Microsoft’s Azure cloud is still floating a bit in the distance, but it’s clear the company’s goal is to move enterprise applications from local premises to Web-based systems. The Azure Services Platform (details were just released in October) provides all the necessary ingredients: the underlying OS (Azure); the capabilities to build cloud apps using familiar Windows or open-source tools; and the big datacenters to run it all. The maestro managing the shuffling of resources, load balancing, deployments, upgrades and service lifecycle — all based on developer-defined requirements — is a new piece of technology called the Windows Azure Fabric Controller.

“The Azure Services Platform is for anyone who wants to build highly scalable and available cloud-based solutions,” says Steven Martin, senior director of marketing in Microsoft’s Connected Systems Division. The platform serves as “an on-ramp to the cloud by providing the tools and building blocks to combine existing on-premises systems with the cloud. Enterprise IT now has new options in writing Internet-connected applications, [and] adding new functionality to existing software.”

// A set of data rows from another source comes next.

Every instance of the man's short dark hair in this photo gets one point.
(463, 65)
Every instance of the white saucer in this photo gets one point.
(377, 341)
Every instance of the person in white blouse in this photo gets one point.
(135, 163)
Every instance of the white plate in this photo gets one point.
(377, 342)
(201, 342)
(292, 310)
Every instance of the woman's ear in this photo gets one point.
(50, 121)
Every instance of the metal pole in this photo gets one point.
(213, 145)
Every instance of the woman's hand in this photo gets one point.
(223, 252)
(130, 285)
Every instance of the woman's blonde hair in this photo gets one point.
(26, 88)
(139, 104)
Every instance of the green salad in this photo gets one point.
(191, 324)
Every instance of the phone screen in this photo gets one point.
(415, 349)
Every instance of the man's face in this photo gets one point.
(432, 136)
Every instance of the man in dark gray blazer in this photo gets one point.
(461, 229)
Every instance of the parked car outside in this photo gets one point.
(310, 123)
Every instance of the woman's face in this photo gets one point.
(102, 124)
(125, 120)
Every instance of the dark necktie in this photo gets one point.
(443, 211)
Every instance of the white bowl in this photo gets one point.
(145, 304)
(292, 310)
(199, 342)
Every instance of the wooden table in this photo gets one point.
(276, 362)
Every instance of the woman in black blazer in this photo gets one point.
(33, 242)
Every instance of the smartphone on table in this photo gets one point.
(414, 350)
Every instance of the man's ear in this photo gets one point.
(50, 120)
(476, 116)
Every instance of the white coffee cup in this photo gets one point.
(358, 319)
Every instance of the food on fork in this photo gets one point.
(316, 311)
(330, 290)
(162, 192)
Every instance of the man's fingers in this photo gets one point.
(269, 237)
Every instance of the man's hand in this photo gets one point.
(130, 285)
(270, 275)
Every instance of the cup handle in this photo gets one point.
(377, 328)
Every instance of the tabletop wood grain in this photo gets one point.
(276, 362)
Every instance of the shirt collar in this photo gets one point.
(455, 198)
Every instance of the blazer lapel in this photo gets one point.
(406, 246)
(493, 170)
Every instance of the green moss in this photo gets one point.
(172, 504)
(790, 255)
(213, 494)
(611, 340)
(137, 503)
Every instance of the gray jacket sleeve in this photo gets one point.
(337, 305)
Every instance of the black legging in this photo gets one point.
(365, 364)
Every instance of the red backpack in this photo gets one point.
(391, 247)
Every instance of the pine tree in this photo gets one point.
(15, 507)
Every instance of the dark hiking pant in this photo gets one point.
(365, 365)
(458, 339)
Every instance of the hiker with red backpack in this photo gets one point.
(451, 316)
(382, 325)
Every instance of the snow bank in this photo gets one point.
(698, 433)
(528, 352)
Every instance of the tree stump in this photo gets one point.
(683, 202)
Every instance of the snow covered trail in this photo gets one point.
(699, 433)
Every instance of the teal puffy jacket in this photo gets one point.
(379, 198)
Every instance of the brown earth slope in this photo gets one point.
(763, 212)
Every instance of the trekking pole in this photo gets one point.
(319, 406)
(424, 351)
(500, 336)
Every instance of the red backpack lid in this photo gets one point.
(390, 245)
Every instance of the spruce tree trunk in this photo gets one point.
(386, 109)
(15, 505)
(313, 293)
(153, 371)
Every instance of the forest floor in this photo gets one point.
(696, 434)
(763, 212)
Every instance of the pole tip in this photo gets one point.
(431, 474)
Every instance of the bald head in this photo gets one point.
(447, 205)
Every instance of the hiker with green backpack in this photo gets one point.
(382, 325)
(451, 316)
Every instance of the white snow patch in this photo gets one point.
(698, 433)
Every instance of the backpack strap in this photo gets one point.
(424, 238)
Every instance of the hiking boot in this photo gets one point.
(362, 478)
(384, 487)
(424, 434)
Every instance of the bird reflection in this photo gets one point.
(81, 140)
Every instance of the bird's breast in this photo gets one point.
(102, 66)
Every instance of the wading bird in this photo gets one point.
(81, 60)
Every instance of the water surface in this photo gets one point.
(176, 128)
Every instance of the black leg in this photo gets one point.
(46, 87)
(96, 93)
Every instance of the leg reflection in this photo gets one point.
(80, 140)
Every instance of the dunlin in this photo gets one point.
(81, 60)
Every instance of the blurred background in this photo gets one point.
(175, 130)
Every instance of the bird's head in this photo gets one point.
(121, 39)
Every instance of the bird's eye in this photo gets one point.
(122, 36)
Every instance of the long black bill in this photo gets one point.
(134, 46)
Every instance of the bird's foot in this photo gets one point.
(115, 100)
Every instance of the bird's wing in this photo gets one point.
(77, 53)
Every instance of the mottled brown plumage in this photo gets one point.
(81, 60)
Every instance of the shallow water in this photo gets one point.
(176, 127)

Microsoft expects the Azure Service Platform to appeal to large enterprises because it will allow them “to extend existing on-premises applications to the cloud to increase scalability, reliability and interoperability, while reducing costs and management overhead,” Martin says. “Azure enables developers to scale applications seamlessly, as demand rises and falls.”

Other components under the Azure umbrella include Microsoft SQL Services for distributed database services and reporting; .NET Services, which Microsoft says simplifies building cloud-based applications and implementing things like workflow and access control; Live Services for storing and sharing files and building “rich social applications”; and Microsoft SharePoint Services and Microsoft Dynamics CRM Services for business collaboration. Windows Azure Storage Service “is designed to be the lowest-cost, most efficient solution for large-scale data storage and retrieval in the cloud,” the company says.

What makes its cloud offering unique, Martin says, is that Microsoft’s “software-plus-services approach gives customers the flexibility to utilize their existing on-premise software in combination with new Web-based applications. They can take advantage of one, all, or a combination of technologies that make up the Azure Services Platform. … Additionally, the platform supports the REST, SOAP and XML protocols, and is built to work with any customer applications.” Azure eventually will support Ruby on Rails, Python and other outside tools.

Microsoft won’t say what pricing will look like, only that it will be, not surprisingly, based on resource consumption. The company expects the cloud will be ready in the later half of 2009. A “community technology preview” will give developers early access to the platform SDK. Whenever it goes live, though, Microsoft’s built-in customer base and millions of devotees worldwide should help bring the cloud and the enterprise closer together.